Our spring was dominated by rain and more rain, but wonderful summer weather has arrived! Here are a few pointers for keeping our children safe when it’s time for outdoor frolicking.
According to the skin cancer foundation, one blistering sunburn in childhood or adolescence more than doubles a person’s chances of developing melanoma later in life. A person’s risk for melanoma also doubles if he or she has had five or more sunburns at any age. We are especially at risk for burn considering our high altitude. Here are some tips for avoiding sunburn:
- The best way to avoid sunburn is to cover up with hat, long sleeves, and long pants.
- When that is not practical, using sunblock of SPF 15 or greater with UVA and UVB protection is recommended for everyone over 6 months of age.
- Remember to reapply every 2 hours or after swimming or sweating.
- Sun is at its strongest from 10am-4pm.
- Check out the Environmental Working Group’s guide to safe sunscreens to look for an option that is the healthiest with the best protection at http://www.ewg.org/2015sunscreen/
When it heats up, the same amount of exertion will require much more water intake.

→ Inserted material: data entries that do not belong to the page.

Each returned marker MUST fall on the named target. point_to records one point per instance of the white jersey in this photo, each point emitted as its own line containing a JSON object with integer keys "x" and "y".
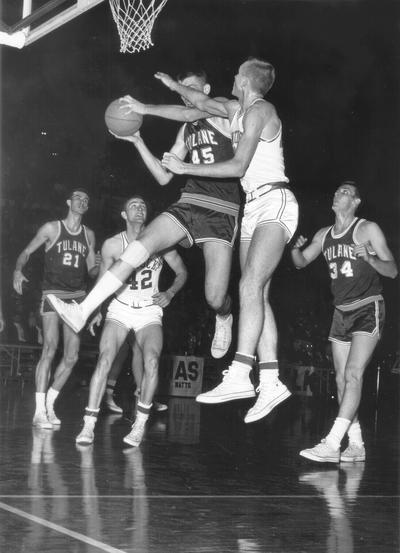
{"x": 267, "y": 164}
{"x": 143, "y": 283}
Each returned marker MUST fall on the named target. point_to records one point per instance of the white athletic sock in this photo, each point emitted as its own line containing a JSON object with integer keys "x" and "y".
{"x": 337, "y": 432}
{"x": 107, "y": 285}
{"x": 269, "y": 370}
{"x": 51, "y": 396}
{"x": 354, "y": 433}
{"x": 240, "y": 370}
{"x": 40, "y": 398}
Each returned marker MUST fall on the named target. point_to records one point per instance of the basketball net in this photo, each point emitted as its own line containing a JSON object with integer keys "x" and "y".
{"x": 135, "y": 20}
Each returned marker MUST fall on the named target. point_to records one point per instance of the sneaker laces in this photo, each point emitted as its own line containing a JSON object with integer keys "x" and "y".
{"x": 221, "y": 331}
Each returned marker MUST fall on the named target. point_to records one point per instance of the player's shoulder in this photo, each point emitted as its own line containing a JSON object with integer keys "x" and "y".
{"x": 112, "y": 244}
{"x": 366, "y": 227}
{"x": 321, "y": 233}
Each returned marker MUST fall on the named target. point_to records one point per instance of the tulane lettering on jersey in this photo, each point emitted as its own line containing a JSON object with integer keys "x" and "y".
{"x": 209, "y": 141}
{"x": 202, "y": 137}
{"x": 352, "y": 278}
{"x": 65, "y": 267}
{"x": 339, "y": 250}
{"x": 71, "y": 246}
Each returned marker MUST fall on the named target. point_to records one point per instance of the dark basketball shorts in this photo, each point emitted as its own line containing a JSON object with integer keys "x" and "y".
{"x": 203, "y": 225}
{"x": 367, "y": 320}
{"x": 46, "y": 307}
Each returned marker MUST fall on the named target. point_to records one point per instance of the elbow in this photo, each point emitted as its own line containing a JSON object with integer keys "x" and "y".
{"x": 239, "y": 169}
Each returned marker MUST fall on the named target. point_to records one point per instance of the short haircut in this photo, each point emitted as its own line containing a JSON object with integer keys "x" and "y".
{"x": 260, "y": 73}
{"x": 79, "y": 189}
{"x": 200, "y": 73}
{"x": 352, "y": 183}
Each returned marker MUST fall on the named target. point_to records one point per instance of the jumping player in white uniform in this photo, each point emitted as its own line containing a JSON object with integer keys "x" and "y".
{"x": 356, "y": 253}
{"x": 206, "y": 214}
{"x": 269, "y": 221}
{"x": 138, "y": 306}
{"x": 69, "y": 256}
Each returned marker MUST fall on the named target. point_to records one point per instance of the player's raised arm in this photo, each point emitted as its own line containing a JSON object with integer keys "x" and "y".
{"x": 257, "y": 118}
{"x": 44, "y": 235}
{"x": 153, "y": 164}
{"x": 372, "y": 237}
{"x": 175, "y": 113}
{"x": 92, "y": 261}
{"x": 176, "y": 263}
{"x": 212, "y": 106}
{"x": 301, "y": 256}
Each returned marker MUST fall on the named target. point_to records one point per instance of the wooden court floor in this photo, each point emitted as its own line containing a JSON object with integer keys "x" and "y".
{"x": 202, "y": 481}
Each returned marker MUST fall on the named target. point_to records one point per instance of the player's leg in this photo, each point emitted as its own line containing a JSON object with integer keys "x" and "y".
{"x": 355, "y": 450}
{"x": 51, "y": 334}
{"x": 63, "y": 370}
{"x": 218, "y": 261}
{"x": 361, "y": 350}
{"x": 150, "y": 341}
{"x": 163, "y": 232}
{"x": 111, "y": 340}
{"x": 271, "y": 391}
{"x": 138, "y": 371}
{"x": 114, "y": 373}
{"x": 259, "y": 258}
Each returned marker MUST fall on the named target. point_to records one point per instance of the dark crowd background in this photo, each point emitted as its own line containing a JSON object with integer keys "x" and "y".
{"x": 337, "y": 92}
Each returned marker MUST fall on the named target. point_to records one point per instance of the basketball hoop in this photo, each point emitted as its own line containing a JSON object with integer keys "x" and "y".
{"x": 135, "y": 20}
{"x": 17, "y": 40}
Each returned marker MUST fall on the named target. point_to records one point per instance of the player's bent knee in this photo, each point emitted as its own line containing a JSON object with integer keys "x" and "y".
{"x": 70, "y": 360}
{"x": 49, "y": 350}
{"x": 151, "y": 365}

Be sure to have children drinking plenty of fluids before sports or activities and to always have a large water bottle with ice to drink during activities.
It is great to cool down in the pool, but here are a few pointers to remember when you’re swimming with your children:
- Small children should NEVER be left unattended at the pool and should always be within arms length of a responsible adult.
- 1 to 4 year olds with swimming instruction are still at risk for drowning and should always be attended.
- If you have a pool, make sure it is surrounded by at least a 4 foot fence and a locked gate.
- “Floaties” or other floatation devices not approved by the US Coast Guard will not prevent drowning and should be avoided.
Insect bites are a common price to pay for beautiful hikes and camping. Here are some tips for avoiding them and dealing with them when they occur:
- For bee and wasp stings, scrape the remaining stinger out quickly with a card or fingernail. If you squeeze it, you should accidentally release more venom and make the sting more painful.
- Treat with ice at first and then over-the-counter hydrocortisone 1% cream if needed. Stings can be red and painful for 7-10 days.
- While on hikes, avoid tick bites by wearing long pants.
- Remove ticks by using fine tweezers and grasping the tick by the head. Do not use alternative techniques, such as fire!
- The AAP and CDC currently recommend for children older than 2 months of age to use 10-30% DEET.
- DEET is similarly effective for 10% to 30%, but 10% DEET provides protection for about 2 hours and 30% protects for about 5 hours. Choose the lowest concentration that will provide the required length of coverage.
- Picaridin is an alternative to DEET, available in concentrations of 5 and 10%.
Whenever your child is on a bike, skateboard, scooter or other fast moving toy, please make sure that a helmet is fastened appropriately. Concussions are on the rise; please protect your child’s precious head! And remember if the helmet was involved in an accident, it has served its purpose and needs to be replaced.